You believe the lies you’ve told yourself. Now that dream you held long ago has been pushed down, buried so deep that much of the time you forget that you ever had it. When it rises to the surface, you release the excuses: I have no time, I don’t have the proper equipment or skills, I don’t have space, I live in the wrong part of the country or the world. When I’ve saved more, when the children are older, the list goes on. It is easier this way, you tell yourself, as you continue to create a false narrative.
It’s all a load of malarkey.
What are your dreams? Big, small, simple or complex it does not matter.
A mohawk at forty, to walk to the end of the block, an Indiana Jones fedora, warrior chief tattoo, a camper van or a beach house. A job in a completely different field. To live abroad, to move out of your parents’ basement, to move into your parents’ basement. Whatever the dream, no matter how big it is or how crazy your loved ones, friends or your second cousin Buck thinks it is, it does not matter. It only matters that you stop dreaming, make a plan, and then make that plan a priority.
You don’t need to know every detail; a rough plan will do. Once you make it a priority take small steps. Do not decide after reading this that next week you are going to quit your job, sublet your apartment and move into your Yaris so that you can create your version of an Endless Summer. You’ve hit the priority mark but you seem to have skipped over the planning and small steps piece.
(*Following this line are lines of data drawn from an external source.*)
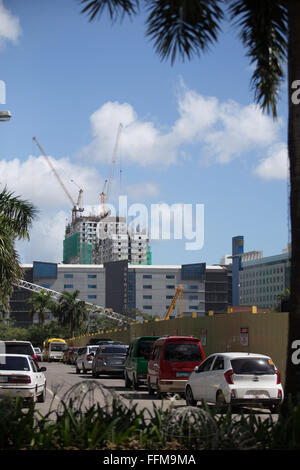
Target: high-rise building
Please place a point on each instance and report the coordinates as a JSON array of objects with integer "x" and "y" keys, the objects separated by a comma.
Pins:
[{"x": 96, "y": 240}]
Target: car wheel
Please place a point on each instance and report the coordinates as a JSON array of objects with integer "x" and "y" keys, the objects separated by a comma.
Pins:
[
  {"x": 275, "y": 409},
  {"x": 42, "y": 397},
  {"x": 190, "y": 401}
]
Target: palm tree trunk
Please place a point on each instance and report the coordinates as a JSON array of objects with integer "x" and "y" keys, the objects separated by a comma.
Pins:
[{"x": 292, "y": 386}]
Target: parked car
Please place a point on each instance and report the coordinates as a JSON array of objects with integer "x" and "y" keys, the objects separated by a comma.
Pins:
[
  {"x": 18, "y": 347},
  {"x": 109, "y": 359},
  {"x": 67, "y": 355},
  {"x": 237, "y": 379},
  {"x": 73, "y": 355},
  {"x": 172, "y": 359},
  {"x": 136, "y": 363},
  {"x": 38, "y": 353},
  {"x": 85, "y": 358},
  {"x": 20, "y": 377}
]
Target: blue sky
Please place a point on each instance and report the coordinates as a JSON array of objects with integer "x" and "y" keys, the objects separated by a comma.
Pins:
[{"x": 191, "y": 135}]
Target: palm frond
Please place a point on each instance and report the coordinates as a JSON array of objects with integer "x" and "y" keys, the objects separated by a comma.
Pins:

It is going to be harder than you think. You’ve got to have determination, chutzpah. There are no overnight success stories. We just wish there were because we like instant gratification and overnight successes make for catchier news headlines. There will be setbacks and failures, but you’ll need to keep going.
My father was fond of passing out No Whining mugs to people he worked with. He saw them as a reminder to buckle down and work hard. I have the one he kept at his office and I’ve been using it a lot lately as I once again work at my dream of making writing a priority. I also pull it out when the darkness of depression greets me first thing in the morning. A silent shot of encouragement.